This means we need to change the shape of `weights` (to 5*1)  to get the matrix multiplication to work.

> #### PYTORCH HELP

> ##### Reshaping Tensors 
> There are 3 options: 
>
> `tensor.reshape(a, b)` <br>
- sometimes it will return a new tensor with the same data as the tensor with size `(a, b)`, 
- and sometimes a clone, as in it copies the data to another part of memory.
> 
> `tensor.resize_(a, b)` 
- returns the same tensor with a different shape. 
- if the new shape results in 
    - fewer elements than the original tensor:  some elements will be removed from the tensor (but not from memory)
    - more elements than the original tensor: new elements will be uninitialized in memory
- this method is performed **in-place**

> <div class="alert alert-block alert-success">
> <b>In-place operation:</b> 
>    <li> an operation changes directly the content of a given tensor without making a copy </li>
>    <li> in PyTorch they are always postfixed with a _, like .add_() or .scatter_()  </li>
>    <li> Python operations like += or *= are also in-place operations  </li> 
> </div>
> 
> `weights.view(a, b)` 
> - will return a new tensor with the same data as `weights` with size `(a, b)`
> - this is the most recommended to use for reshaping a tensor

> [Math Operations(Documentation)](https://pytorch.org/docs/stable/torch.html?highlight=torch%20mm#math-operations) <br>
> [Broadcasting (Documentation)](https://pytorch.org/docs/stable/notes/broadcasting.html#broadcasting-semantics)<br>
> [Reshape tensors (Documentation)](https://pytorch.org/docs/stable/tensors.html#torch.Tensor.reshape)<br>
> [Resize tensors (Documentation)](https://pytorch.org/docs/stable/tensors.html#torch.Tensor.resize_)<br>
> [View tensors (Documentation)](https://pytorch.org/docs/stable/tensors.html#torch.Tensor.view)<br>
> [In-place operations](https://discuss.pytorch.org/t/what-is-in-place-operation/16244)<br>

In [11]:
weights.view(5,1)

tensor([[-0.8948],
        [-0.3556],
        [ 1.2324],
        [ 0.1382],
        [-1.6822]])

In [12]:
weights.view(5,1).shape

torch.Size([5, 1])

Calculate the output of this network using matrix multiplication:

In [13]:
y = activation(torch.mm(features, weights.view(5,1)) + bias)
y

tensor([[0.1595]])

## EXCERCISE 2: Calculate the output of a  Multilayer Neural Network 
<br>
- We can stack these single neurons up into a multi-layer neural network, and this basically gives our network greater power to capture patterns and correlations in our data. 
- This way the output of one layer of neurons becomes the input for the next layer. 
- **With multiple input units and output units, we now need to express the weights as a matrix.**  <br>
<br>
<br>
![Multilayer Neural Network](./imgs/multilayer_diagram_weights.png)

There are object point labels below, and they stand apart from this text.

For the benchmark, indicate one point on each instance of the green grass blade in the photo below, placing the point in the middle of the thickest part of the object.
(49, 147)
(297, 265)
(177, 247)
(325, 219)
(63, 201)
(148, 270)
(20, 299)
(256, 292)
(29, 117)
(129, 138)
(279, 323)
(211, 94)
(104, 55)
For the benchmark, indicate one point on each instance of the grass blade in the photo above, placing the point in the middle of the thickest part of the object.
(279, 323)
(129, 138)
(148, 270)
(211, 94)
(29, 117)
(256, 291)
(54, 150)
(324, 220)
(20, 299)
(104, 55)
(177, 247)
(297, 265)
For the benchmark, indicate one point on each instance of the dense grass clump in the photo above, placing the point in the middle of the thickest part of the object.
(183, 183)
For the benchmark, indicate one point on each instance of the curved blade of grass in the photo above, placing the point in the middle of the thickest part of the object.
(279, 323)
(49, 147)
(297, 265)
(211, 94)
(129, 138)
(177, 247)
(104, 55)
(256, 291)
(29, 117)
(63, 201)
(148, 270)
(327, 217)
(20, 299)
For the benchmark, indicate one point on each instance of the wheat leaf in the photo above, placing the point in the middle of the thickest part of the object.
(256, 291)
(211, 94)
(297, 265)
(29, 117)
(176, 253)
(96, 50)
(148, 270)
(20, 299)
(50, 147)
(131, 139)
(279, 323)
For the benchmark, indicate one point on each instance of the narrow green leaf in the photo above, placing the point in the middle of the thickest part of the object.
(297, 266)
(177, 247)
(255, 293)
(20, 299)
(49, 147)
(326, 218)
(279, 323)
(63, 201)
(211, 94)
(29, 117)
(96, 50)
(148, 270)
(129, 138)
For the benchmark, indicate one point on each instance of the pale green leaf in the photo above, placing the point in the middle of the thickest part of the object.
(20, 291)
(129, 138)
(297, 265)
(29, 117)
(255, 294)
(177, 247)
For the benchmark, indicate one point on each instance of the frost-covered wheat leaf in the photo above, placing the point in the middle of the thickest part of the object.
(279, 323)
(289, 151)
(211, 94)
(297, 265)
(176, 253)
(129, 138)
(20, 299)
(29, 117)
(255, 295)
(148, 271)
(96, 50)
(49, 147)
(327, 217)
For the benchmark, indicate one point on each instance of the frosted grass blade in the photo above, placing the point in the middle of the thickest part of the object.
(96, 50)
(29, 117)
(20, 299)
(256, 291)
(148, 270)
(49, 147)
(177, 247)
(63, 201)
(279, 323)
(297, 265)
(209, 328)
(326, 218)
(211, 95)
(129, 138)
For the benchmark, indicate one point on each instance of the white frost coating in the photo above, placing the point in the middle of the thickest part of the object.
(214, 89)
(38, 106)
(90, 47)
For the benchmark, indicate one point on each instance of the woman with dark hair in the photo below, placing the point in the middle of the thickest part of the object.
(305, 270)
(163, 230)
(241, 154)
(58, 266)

**Parts of this neural network:** <br>
*the input layer *
- $x_1, x_2, ... x_n$: input features (row vector) <br>
- $w_1, w_2, ... w_n$: weights (matrix) <br>
    * they connect our input to one hidden unit in this middle layers 

*the hidden layer *
- $h$: activation function <br>

*the output layer*
- $y$: output (prediction)

<br> 

**Get the values of the hidden layer**:
- To get the values for the hidden layer,  we do a matrix multiplication between our feature vector ($x_1  to  x_n$) and our weight matrix. 
- We can express this network mathematically with matrices again and use matrix multiplication to get linear combinations for each unit in one operation. <br> 

*For example, the hidden layer ($h_1$ and $h_2$ here) can be calculated *

$$
\vec{h} = [h_1 \, h_2] = 
\begin{bmatrix}
x_1 \, x_2 \cdots \, x_n
\end{bmatrix}
\cdot 
\begin{bmatrix}
           w_{11} & w_{12} \\
           w_{21} &w_{22} \\
           \vdots &\vdots \\
           w_{n1} &w_{n2}
\end{bmatrix}
$$

When we multiply our inputs (features) with
- the first column of the weight matrix, then we are going to get the output $h_1$. 
- the second column of the weight matrix, then we are going to get the output $h_2$. 


The output for this small network is found by treating the hidden layer as inputs for the output unit. The network output is expressed simply

$$
y =  f_2 \! \left(\, f_1 \! \left(\vec{x} \, \mathbf{W_1}\right) \mathbf{W_2} \right)
$$

<br> 

### STEPS 
1. Generate some random data for features (matrix(1,3) - row vector)  
2. Define the size of each layer in the network (hidden: 2) 
3. Generate some random data for  <br>
    3.1. weights W1, W2 (matrix(1,3)) <br>
    3.2. bias terms B1, B2 (matrix(1,1)) <br>
4. Calculate the output of the network<br>
    4.1. Calculate the result of a single neuron (a hidden layer) <br>
    4.2. Stack the neurons up<br>

### 1. Generate some random data for features

In [14]:
### Generate some data
torch.manual_seed(7)

# Features are 3 random normal variables
features = torch.randn((1, 3))
features

tensor([[-0.1468,  0.7861,  0.9468]])

### 2. Define the size of each layer in our network

It is important so that we would know how many rows and columns are needed in the weight matrices. 

In [15]:
n_input = features.shape[1]     # Number of input units, must match number of input features
n_hidden = 2                    # Number of hidden units 
n_output = 1                    # Number of output units

### 3. Generate random data
#### 3.1. for weights 

for the hidden and the output layer 

In [16]:
# Weights for inputs to hidden layer
W1 = torch.randn(n_input, n_hidden)
# Weights for hidden layer to output layer
W2 = torch.randn(n_hidden, n_output)

print('Weights for inputs to hidden layer:', W1)
print('Weights for hidden layer to output layer:', W2)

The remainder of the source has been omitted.